5293 visitas - Fonte: Matheus Pichonell
“Se não tivesse dado bobeira, não tinha acontecido”. Cada vez que alguém repete esta frase e seus derivados, um grande sinal verde se acende para todo tipo de atrocidade, do assedio verbal à violência física. Durante anos, séculos, machões pais e machões filhos aprenderam que mulher direita deve se precaver. Deve zelar pelos próprios desejos, para não ser chamada de “rodada”, e pelos desejos alheios, para não provocar demônios (masculinos) irrefreáveis.
Uma saia, um beijo, uma conversa íntima, uma saída com as amigas para uma cerveja ao fim do dia: basta colocar os pés fora de casa, e profanar o esfregão e o avental destinados a ela, para assumir, por sua conta e risco, um destino manifesto. “Se não tivesse dado bobeira, não tinha acontecido”. Pois, se acontecer, a culpa é dela. Se aconteceu é porque mereceu.
Duvido que o leitor, homem ou mulher, tenha passado o último ano, talvez o último mês, sem ter ouvido discursos desse tipo. Pelo raciocínio, homens são seres incapazes de refrear os próprios desejos. Estes não podem ser despertados porque, presume-se, não se controla a força de uma corrente natural. Sendo assim, basta à mulher se comportar e saber onde pisa e o respeito brotará como um dom natural, certo? Errado. Muito errado.
Tão errado que dá até vergonha de repetir.
Mas a gente repete. E vai repetir todos os dias até que figuras públicas, como Rachel Sheherazade, deixem de deseducar seu público com discursos tão primários quanto enganosos. O último deles aconteceu após o deputado Jair Bolsonaro (PP-RJ), homofóbico declarado, dizer à colega Maria do Rosário (PT-RS) que só não a estuprava porque ela não merecia.
Bolsonaro acabava de afofar o colchão que durante séculos permite aos machões de todos os matizes, de direita ou de esquerda, ricos ou pobres, cristãos ou ateus, estraçalhar quem estivesse à sua frente pelo critério do merecimento. É quando o estupro deixa de ser considerado o que é – um crime hediondo – e se torna um recurso apenas não recomendável.

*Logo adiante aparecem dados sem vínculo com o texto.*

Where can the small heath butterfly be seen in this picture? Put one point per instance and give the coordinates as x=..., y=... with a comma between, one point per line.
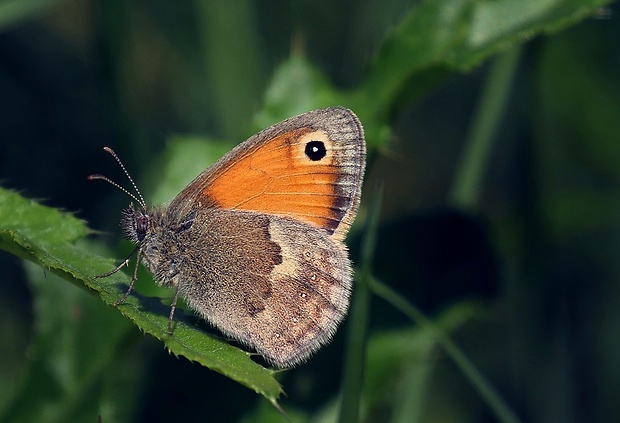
x=254, y=244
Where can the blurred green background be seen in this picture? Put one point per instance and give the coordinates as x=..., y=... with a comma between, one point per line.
x=493, y=128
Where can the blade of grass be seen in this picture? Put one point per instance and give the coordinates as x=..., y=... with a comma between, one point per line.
x=491, y=397
x=476, y=151
x=353, y=374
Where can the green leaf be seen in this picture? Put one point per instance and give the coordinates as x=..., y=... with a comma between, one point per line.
x=47, y=237
x=13, y=12
x=438, y=37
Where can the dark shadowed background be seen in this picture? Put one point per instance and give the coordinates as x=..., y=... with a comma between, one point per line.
x=522, y=270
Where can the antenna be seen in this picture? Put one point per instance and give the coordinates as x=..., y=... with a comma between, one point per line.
x=139, y=199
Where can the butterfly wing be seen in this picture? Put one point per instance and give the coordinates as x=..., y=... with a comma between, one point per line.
x=309, y=167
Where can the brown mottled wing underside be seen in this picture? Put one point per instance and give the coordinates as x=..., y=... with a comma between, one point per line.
x=272, y=173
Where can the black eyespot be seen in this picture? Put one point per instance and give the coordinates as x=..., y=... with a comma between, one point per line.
x=315, y=150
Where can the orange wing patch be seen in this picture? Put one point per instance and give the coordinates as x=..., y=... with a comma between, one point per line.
x=280, y=178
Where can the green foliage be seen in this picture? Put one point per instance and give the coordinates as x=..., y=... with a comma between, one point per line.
x=82, y=349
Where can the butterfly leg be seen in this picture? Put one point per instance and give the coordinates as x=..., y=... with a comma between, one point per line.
x=173, y=307
x=133, y=280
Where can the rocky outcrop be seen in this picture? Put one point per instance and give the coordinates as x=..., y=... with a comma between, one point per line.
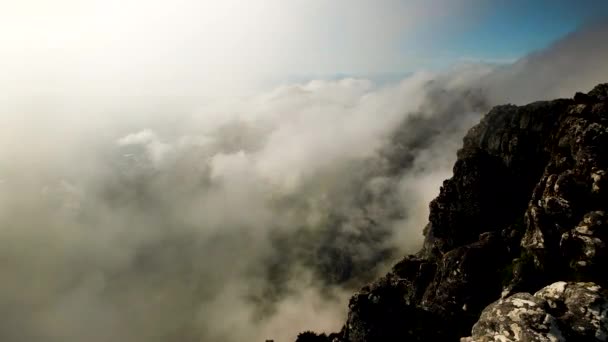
x=558, y=312
x=526, y=207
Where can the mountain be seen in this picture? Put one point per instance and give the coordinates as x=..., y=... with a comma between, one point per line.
x=516, y=246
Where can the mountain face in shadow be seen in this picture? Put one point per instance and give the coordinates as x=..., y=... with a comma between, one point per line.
x=516, y=244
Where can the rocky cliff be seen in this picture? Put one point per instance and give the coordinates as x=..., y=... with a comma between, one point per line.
x=516, y=244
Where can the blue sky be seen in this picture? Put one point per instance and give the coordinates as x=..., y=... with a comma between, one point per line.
x=214, y=46
x=507, y=29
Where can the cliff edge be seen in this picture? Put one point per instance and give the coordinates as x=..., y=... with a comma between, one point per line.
x=516, y=244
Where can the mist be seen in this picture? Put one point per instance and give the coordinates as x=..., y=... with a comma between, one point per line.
x=193, y=201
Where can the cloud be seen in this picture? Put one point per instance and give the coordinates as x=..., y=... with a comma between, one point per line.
x=132, y=217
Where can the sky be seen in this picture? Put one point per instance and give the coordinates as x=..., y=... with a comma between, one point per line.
x=234, y=170
x=205, y=47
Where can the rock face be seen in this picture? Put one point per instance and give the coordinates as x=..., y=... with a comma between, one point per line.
x=526, y=208
x=559, y=312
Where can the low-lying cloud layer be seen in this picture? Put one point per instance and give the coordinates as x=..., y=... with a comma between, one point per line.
x=146, y=219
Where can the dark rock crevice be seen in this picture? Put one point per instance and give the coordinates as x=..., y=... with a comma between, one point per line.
x=526, y=207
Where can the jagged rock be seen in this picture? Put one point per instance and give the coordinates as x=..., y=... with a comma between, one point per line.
x=525, y=208
x=558, y=312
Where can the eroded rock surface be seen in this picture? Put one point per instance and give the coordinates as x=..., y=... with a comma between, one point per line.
x=559, y=312
x=527, y=207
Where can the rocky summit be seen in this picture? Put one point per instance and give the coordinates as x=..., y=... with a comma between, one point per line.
x=516, y=247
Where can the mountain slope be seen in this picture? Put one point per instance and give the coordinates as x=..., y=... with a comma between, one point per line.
x=526, y=207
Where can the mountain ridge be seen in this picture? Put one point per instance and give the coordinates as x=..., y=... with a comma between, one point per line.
x=524, y=210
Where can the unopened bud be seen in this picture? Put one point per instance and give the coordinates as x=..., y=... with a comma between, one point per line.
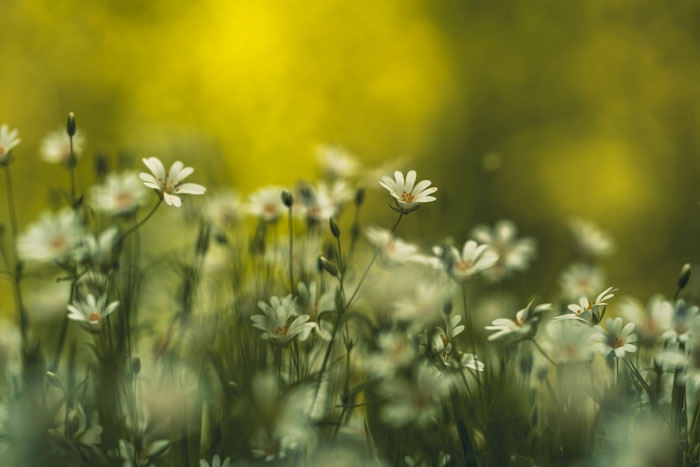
x=335, y=230
x=287, y=198
x=327, y=266
x=684, y=276
x=70, y=125
x=359, y=196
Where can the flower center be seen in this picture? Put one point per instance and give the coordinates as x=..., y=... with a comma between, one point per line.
x=281, y=330
x=407, y=197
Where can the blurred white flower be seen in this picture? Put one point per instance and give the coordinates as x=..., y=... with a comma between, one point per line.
x=281, y=322
x=581, y=280
x=650, y=321
x=590, y=239
x=474, y=259
x=418, y=401
x=170, y=184
x=215, y=462
x=408, y=195
x=55, y=147
x=52, y=238
x=513, y=254
x=266, y=203
x=523, y=325
x=91, y=313
x=615, y=338
x=119, y=195
x=587, y=311
x=8, y=140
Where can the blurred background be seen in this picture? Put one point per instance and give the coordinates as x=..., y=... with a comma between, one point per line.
x=534, y=112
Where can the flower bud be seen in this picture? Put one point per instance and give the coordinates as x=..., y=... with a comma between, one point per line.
x=70, y=125
x=287, y=198
x=335, y=230
x=684, y=276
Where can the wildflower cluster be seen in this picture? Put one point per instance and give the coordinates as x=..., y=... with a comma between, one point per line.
x=277, y=327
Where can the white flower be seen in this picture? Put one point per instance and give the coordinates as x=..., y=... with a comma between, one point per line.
x=119, y=195
x=8, y=141
x=581, y=280
x=590, y=239
x=266, y=203
x=280, y=322
x=408, y=195
x=418, y=401
x=215, y=462
x=170, y=184
x=513, y=254
x=337, y=162
x=650, y=321
x=524, y=324
x=52, y=238
x=615, y=339
x=55, y=148
x=474, y=259
x=586, y=311
x=394, y=250
x=91, y=313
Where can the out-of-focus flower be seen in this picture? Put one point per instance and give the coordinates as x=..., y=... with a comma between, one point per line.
x=119, y=195
x=8, y=140
x=313, y=305
x=215, y=462
x=590, y=239
x=408, y=195
x=615, y=338
x=418, y=401
x=55, y=147
x=98, y=251
x=91, y=313
x=474, y=259
x=581, y=280
x=681, y=324
x=650, y=321
x=170, y=184
x=424, y=307
x=393, y=249
x=337, y=162
x=52, y=238
x=266, y=204
x=281, y=322
x=589, y=312
x=514, y=254
x=524, y=325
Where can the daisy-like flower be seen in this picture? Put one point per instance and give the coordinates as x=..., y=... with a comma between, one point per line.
x=650, y=321
x=590, y=239
x=52, y=238
x=8, y=141
x=55, y=147
x=581, y=280
x=615, y=338
x=91, y=313
x=586, y=311
x=474, y=259
x=408, y=195
x=119, y=195
x=266, y=204
x=513, y=254
x=170, y=184
x=522, y=326
x=281, y=322
x=215, y=462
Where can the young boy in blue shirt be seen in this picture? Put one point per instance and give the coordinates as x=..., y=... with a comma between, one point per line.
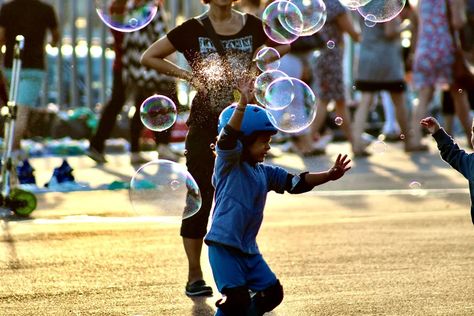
x=242, y=180
x=452, y=154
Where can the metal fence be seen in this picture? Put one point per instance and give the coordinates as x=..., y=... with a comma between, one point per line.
x=80, y=69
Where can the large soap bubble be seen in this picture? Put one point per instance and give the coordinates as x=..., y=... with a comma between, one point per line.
x=282, y=21
x=158, y=113
x=164, y=188
x=300, y=113
x=379, y=11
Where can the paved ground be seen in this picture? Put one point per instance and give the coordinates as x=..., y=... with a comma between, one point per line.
x=369, y=244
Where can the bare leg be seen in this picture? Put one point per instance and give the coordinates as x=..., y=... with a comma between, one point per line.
x=462, y=108
x=193, y=248
x=398, y=99
x=425, y=94
x=360, y=120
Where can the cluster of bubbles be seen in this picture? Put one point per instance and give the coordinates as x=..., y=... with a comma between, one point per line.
x=286, y=20
x=158, y=113
x=289, y=101
x=126, y=15
x=163, y=187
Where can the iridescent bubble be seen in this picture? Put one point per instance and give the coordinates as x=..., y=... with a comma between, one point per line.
x=280, y=93
x=379, y=11
x=263, y=81
x=164, y=188
x=268, y=58
x=314, y=16
x=300, y=113
x=126, y=16
x=158, y=113
x=415, y=185
x=354, y=4
x=369, y=20
x=282, y=21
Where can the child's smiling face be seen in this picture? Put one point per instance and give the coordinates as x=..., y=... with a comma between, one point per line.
x=260, y=147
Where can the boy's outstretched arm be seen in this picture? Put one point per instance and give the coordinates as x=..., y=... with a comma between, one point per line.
x=449, y=150
x=307, y=181
x=230, y=134
x=337, y=171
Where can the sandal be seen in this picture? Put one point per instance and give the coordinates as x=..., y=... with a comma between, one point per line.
x=361, y=154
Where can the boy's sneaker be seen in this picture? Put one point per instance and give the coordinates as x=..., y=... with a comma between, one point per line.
x=198, y=288
x=25, y=173
x=137, y=159
x=95, y=155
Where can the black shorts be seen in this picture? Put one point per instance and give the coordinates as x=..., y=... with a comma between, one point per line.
x=200, y=162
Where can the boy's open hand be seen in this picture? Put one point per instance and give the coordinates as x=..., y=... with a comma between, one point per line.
x=431, y=124
x=340, y=167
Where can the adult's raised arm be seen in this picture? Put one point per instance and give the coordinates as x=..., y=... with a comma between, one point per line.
x=155, y=58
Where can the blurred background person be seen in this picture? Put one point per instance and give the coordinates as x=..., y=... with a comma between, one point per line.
x=133, y=80
x=241, y=36
x=32, y=19
x=117, y=99
x=434, y=57
x=328, y=68
x=380, y=68
x=142, y=82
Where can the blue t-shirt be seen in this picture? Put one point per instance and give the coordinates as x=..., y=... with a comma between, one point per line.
x=241, y=192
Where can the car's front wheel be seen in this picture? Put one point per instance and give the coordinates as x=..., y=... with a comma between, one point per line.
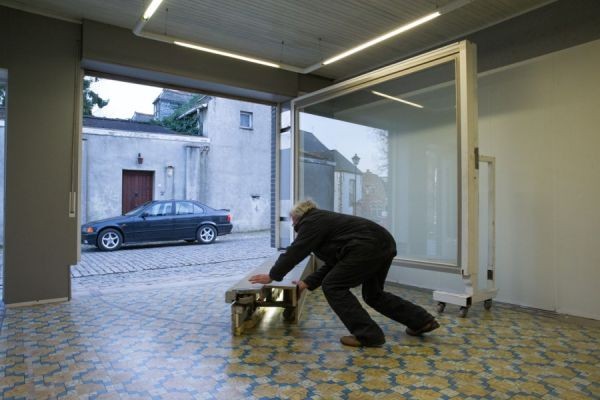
x=206, y=234
x=109, y=239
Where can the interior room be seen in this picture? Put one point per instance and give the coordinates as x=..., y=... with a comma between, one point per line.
x=467, y=128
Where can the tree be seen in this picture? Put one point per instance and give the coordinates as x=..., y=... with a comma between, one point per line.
x=91, y=98
x=190, y=124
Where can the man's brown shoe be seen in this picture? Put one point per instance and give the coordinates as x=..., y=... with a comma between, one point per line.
x=428, y=327
x=352, y=341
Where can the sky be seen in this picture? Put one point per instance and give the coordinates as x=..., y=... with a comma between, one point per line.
x=125, y=98
x=349, y=139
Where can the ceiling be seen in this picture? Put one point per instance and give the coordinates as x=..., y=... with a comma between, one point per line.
x=299, y=33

Esta premissa, repetida à exaustão nas melhores casas de família, e agora vomitada na tribuna do Congresso, é um dos muitos sinais verdes para a perpetuação de uma atrocidade. Este grande letreiro culpa a vítima pelo merecimento, ou não, da violência sofrida e exime o homem do próprio crime – este é compreendido como um instinto natural, portanto incontrolável, e não uma ação legitimada por um discurso recorrente.
Nada mais natural, portanto, que este discurso seja prontamente refutado por quem luta diariamente por um direito básico: o direito de viver em segurança com o próprio corpo. Por isso é uma pena, sob todos os aspectos, quando as protagonistas desta batalha são criminosamente reduzidas a “feminazis”, numa confusão odienta entre feminismo e nazismo. Pois foi esse o recurso usado por Sheherazade para sair em defesa de Bolsonaro.